Trying any kind of workout for the first time can be intimidating, whether you’re walking into your first spin class, taking the first step toward a half marathon, or reaching for the first rock climbing hold. Like any other workout, yoga may seem intimidating from afar, but with a few tips under your belt and a willingness to give it a try, you’ll be right on your way to a deeper, more mindful yoga practice. For all of you who are just starting your yoga journey, we have the answers to your most common questions — so let’s roll out our mats and get started.
This posture is something that you will encounter in almost every yoga class. And we want you to feel empowered to explore this posture in how it feels in relation to your body.
Everyone's body is different, so what feels right to you might be different than the instructor your watching or the person next to you in class. So if you don't look just like everyone else, that's okay! Yoga is so unique to you and your body.

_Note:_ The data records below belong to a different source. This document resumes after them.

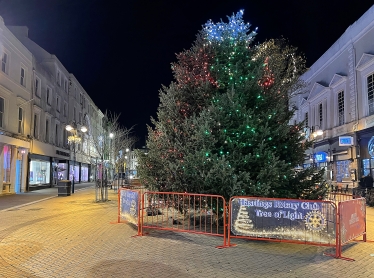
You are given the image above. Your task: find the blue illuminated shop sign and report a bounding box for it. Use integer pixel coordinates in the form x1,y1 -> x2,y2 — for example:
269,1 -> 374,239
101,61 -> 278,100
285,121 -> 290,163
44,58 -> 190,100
314,152 -> 327,162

Sun Salutations can be found at the beginning of almost every yoga class. They are a wonderful way to wake up the body and get the energy flowing through your whole body.
But most importantly, sun salutations help set the cadence of your breath for your practice.
Whether you're a seasoned yoga vet, or stepping on your mat for the first time, there are variations of the sun salutation for everyone. Lucy walks through two of the most common variations in the video below.
Warrior 1 is a posture that builds stability, focus, and strength. While this is a common posture, many people tend to focus more on what they look like and miss the key structure and purpose of this pose. This is a posture that truly engages your whole body.
Like Warrior 1, your Warrior 2 pose engages your entire body.
This hip opening posture has many benefits. It strengths your legs, aids in digestion, and helps to relieve pressure in your back.
The very core of vinyasa is to connect the breath to the movement of the body. To move with intention.
But, it can still be a bit confusing to know what it actually means to 'take a vinyasa' in class.
There are two variations, the first being a great option for a beginner, and the second is a great strengthening flow for a yoga vet.
Lucy walks through both variations in the video below.
A reverse warrior can be quite confusing to some yogis. Is it a side bend? A back bend?
Simple answer is, it is a side bend done in a lunge position.
There are 3 key aspects to think about in your reverse warrior:
1. An upward extension of your spine
2. The lateral flexion
3. The rotation of your ribs.
Tree pose is a fantastic posture to focus on balance, grounding, and resilience.
With the right muscle activation, you can feel stable and supported in your tree pose.
Side angle pose is a wonderful pose to build strength in your legs and core.
There are multiple variations that you can do, so Lucy walks us through some of the most common versions of this posture. As always, the primary focus should be how your body feels in the posture.